With these terrors of mighty winter & those oppressions of the Summer skies (which I support merely because they are not lasting) before me, how can I hope to lure you to America. Ah, no I will not ask it. It is indeed a task at our period of life to break up old associations & habits & begin new. I remember how long I was in assimilating my feelings ^& tastes^ to all that was new when I went to Barbadoes, & though I removed here surrounded by my family, & have joined a circle I knew previously I even yet have a latent feeling sense of being in a strange <–> land. I seem to love Barbadoes better than when I was in it. I could not be tempted to go back. I think & wish to be here the rest of my days & yet am not altogether at home. No I will never again urge you to quit the connections you have lived among from infancy. Stay with them or near them, for even little temporary estrangements are more endurable than final separation. I wish I could see somebody that has seen you.
Remember us most kindly to Mr Robinson when you see him & present our good wishes to those of your family to whom they would be acceptable. Do not punish me by silence. Eliza bids me give her affetionate regards to you. Farewell Farewell
Yours very sincerely
E. Fenwick
So many interruptions occur in the day & our occupation so engrosses our time that I have now completed this by setting up at night on the 9th of August It is past one oClock so good night good night my dearest friend!

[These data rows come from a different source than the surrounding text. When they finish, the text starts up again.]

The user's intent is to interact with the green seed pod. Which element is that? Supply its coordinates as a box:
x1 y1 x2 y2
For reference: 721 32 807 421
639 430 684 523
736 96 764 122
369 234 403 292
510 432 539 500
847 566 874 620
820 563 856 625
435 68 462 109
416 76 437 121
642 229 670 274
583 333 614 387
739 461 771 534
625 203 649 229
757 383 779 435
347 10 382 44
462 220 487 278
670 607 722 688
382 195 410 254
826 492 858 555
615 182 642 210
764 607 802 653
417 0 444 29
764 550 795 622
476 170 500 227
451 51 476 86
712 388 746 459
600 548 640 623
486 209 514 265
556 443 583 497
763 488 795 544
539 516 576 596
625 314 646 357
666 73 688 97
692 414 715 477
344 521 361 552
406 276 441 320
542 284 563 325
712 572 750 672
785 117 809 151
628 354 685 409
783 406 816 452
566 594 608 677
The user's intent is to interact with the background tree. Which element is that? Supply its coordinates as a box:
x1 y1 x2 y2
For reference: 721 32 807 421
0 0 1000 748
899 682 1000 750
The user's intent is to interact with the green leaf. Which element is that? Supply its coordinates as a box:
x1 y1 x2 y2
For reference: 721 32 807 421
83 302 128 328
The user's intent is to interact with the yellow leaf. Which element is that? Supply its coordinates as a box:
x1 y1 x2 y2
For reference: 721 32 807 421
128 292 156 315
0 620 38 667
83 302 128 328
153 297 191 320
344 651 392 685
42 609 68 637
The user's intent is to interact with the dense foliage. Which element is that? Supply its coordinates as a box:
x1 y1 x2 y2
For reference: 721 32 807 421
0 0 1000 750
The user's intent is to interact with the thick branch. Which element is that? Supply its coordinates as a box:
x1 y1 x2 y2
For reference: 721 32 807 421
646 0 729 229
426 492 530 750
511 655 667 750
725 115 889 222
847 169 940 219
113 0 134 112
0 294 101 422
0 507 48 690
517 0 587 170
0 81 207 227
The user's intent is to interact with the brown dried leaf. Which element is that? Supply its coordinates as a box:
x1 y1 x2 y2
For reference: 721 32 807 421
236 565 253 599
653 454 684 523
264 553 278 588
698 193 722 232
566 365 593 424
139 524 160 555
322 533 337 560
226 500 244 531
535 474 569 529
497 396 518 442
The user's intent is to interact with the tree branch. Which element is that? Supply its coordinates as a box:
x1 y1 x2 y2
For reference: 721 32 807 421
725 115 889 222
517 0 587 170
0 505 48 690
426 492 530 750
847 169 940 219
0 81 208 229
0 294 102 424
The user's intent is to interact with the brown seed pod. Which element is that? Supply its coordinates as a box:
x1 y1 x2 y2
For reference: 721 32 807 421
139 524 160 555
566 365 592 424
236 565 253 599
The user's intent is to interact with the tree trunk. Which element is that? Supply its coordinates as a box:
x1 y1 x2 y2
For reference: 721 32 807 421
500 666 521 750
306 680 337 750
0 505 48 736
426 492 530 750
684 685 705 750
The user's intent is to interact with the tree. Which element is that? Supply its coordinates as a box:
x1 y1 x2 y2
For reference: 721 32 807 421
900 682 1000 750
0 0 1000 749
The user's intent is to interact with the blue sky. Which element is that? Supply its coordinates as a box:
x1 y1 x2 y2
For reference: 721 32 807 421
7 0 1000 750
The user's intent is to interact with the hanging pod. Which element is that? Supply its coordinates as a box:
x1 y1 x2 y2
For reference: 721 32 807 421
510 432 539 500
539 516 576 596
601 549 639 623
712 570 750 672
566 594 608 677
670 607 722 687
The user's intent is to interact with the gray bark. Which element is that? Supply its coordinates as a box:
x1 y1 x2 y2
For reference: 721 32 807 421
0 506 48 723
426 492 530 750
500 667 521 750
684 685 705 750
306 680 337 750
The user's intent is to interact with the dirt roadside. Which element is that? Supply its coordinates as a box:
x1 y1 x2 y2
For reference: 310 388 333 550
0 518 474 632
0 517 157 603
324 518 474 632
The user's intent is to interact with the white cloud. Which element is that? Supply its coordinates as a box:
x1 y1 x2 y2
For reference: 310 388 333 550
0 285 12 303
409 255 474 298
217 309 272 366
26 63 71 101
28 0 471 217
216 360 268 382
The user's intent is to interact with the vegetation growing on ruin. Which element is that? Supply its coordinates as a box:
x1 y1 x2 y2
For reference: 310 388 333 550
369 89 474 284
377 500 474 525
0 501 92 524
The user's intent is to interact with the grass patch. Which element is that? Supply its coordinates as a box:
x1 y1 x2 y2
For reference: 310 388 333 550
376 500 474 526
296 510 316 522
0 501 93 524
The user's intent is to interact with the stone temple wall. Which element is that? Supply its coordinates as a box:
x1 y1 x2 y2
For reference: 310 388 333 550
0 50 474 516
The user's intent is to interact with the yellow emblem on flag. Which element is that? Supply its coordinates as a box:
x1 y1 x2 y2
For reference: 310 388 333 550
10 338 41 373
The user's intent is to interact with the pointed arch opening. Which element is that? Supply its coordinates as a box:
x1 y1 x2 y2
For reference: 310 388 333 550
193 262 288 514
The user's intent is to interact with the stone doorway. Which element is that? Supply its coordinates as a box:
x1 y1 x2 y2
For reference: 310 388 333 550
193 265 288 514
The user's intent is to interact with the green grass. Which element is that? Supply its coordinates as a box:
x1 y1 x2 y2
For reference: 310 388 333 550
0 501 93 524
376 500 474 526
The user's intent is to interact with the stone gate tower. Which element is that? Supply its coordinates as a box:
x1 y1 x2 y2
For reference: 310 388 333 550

I was obliged to divide my paper by an accident
Address: To | Mrs M. Hays | No 41 Cross Street ^Vanburgh Castle^ | Islington ^Blackheath^ | near | London
Postmark: ? 1823
1 Fenwick Family Papers, Correspondence, 1798-1855, New York Historical Library; Wedd, Fate of the Fenwicks 223-30; not in Brooks, Correspondence. Earlier in 1823, Hays had moved from Pentonville to Vanbrugh Castle on Maze Hill, next to Greenwich Park, where Robert Browne and his wife operated a school. Hays was not teaching but merely boarding there, primarily to be near two of her favorite nieces, Elizabeth Dunkin Francis and Marianna Dunkin Bennett, who also lived in spacious homes on Maze Hill.
2 Fenwick clearly spells the name "Huoly" (Wedd spells it Houry, and it may actually be Houley); he was a teacher in Fenwick's school in Barbados and probably assumed control of the school upon her departure, with her still retaining some hope that he could procure the debts owed her.

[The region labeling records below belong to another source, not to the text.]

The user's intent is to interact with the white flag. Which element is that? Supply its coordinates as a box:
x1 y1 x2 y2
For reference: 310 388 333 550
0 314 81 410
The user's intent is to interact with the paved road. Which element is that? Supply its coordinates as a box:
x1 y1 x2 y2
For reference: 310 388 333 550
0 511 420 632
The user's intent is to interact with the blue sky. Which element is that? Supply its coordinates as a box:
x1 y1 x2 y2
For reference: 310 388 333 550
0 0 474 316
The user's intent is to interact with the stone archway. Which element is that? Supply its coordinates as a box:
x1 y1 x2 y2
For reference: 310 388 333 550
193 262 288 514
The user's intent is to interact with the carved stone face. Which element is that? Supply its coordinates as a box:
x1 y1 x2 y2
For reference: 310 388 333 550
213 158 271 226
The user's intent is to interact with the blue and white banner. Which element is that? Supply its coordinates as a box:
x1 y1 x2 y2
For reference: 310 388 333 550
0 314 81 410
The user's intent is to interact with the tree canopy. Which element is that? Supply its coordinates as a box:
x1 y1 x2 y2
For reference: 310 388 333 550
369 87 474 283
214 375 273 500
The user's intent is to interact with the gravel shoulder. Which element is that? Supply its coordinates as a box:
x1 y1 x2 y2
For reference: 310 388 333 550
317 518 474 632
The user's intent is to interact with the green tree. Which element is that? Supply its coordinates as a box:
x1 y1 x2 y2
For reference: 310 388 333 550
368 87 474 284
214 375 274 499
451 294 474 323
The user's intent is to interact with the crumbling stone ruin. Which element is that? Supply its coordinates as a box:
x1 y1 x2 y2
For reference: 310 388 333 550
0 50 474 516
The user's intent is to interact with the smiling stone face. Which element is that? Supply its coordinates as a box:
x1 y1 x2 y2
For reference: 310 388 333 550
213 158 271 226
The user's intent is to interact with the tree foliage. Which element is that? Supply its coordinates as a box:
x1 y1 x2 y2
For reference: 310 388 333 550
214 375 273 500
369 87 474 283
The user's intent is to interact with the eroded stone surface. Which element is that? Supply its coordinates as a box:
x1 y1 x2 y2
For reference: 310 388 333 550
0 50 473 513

3 Crabb Robinson and Thomas Amyot.
4 Thomas Church Brownell (1779-1865) was the founder of Trinity College, Hartford, Connecticut (1823). He became Bishop of the Episcopal Church for Connecticut in 1819.
5 Fenwick is referring to the early novels by James Fenimore Cooper (1789-1851).
6 Seventy-Six appeared in 1823 and was written by the American writer, John Neal (1793-1876).
7 Works by John Galt (1779-1839), Scottish novelist and political commentator. The Brownie of Blednoch was a poem by William Nicholson (1783-1849), known as the “Bard of Gallaway.”
8 Quentin Durward, by Sir Walter Scott, appeared in 1823, immediately following The Fortunes of Nigel (1822) and Peveril of the Peak (1822).
9 John Gates Percival (1795-1856) was an American poet, as well as a surgeon and geologist. He lived most of his life in New Haven, and had recently published Poems (1821) and Prometheus. A Poem (1821).